The good news is that the table has been set for that discussion, after nearly two years of effortinvolving the county, local water providers and an independent facilitator.

It will have to be a big table. Not wanting to lose control of their own destiny, no fewer than 17 local cities and other public agencies decided to form their own “groundwater sustainability agencies” as allowed under the law. That gives them the ability to write their own plans to achieve sustainable groundwater use — and the authority to enforce them.
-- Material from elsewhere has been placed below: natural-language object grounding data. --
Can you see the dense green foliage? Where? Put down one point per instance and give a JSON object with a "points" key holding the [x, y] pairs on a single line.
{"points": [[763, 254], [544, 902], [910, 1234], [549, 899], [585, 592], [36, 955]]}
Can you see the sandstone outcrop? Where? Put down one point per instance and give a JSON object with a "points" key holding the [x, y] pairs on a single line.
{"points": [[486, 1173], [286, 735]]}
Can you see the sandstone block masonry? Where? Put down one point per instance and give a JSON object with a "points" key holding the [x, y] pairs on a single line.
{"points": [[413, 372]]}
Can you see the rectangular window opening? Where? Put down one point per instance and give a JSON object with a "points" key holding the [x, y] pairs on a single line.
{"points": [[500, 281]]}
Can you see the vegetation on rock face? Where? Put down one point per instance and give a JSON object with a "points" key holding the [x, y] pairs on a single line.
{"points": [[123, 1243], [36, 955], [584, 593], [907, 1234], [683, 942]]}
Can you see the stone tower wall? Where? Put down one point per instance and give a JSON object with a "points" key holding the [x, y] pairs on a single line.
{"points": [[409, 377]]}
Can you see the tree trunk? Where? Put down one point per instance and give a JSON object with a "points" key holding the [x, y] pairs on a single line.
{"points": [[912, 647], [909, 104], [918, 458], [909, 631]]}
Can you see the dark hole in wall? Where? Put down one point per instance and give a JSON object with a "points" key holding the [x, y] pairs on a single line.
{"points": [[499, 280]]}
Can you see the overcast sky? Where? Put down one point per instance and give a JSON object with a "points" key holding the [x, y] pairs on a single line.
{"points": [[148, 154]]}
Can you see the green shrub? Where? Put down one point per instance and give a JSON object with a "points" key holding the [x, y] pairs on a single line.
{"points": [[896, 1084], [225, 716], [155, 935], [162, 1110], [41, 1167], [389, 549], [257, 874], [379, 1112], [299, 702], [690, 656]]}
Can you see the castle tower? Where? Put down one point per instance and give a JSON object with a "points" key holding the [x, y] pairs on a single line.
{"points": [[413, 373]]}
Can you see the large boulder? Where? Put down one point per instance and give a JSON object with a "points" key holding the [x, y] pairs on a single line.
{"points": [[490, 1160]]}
Ultimately, however, all 17 of those new agencies have joined, or have said they will join, a new joint powers authority that eventually may vote on just one plan for the entire region, which is due in January 2020. This arrangement allows local agencies to maintain control while ensuring they all have a voice in the final decision.

At least one thing unites them: Fear of state intervention. If the effort fails, the state would have authority to make decisions about future groundwater use in San Joaquin County. And that may be enough to keep everyone talking, for now.

“I’ve really appreciated the commitment to resolve this issue, because we really have no choice,” Winn said. “We sink or swim together.”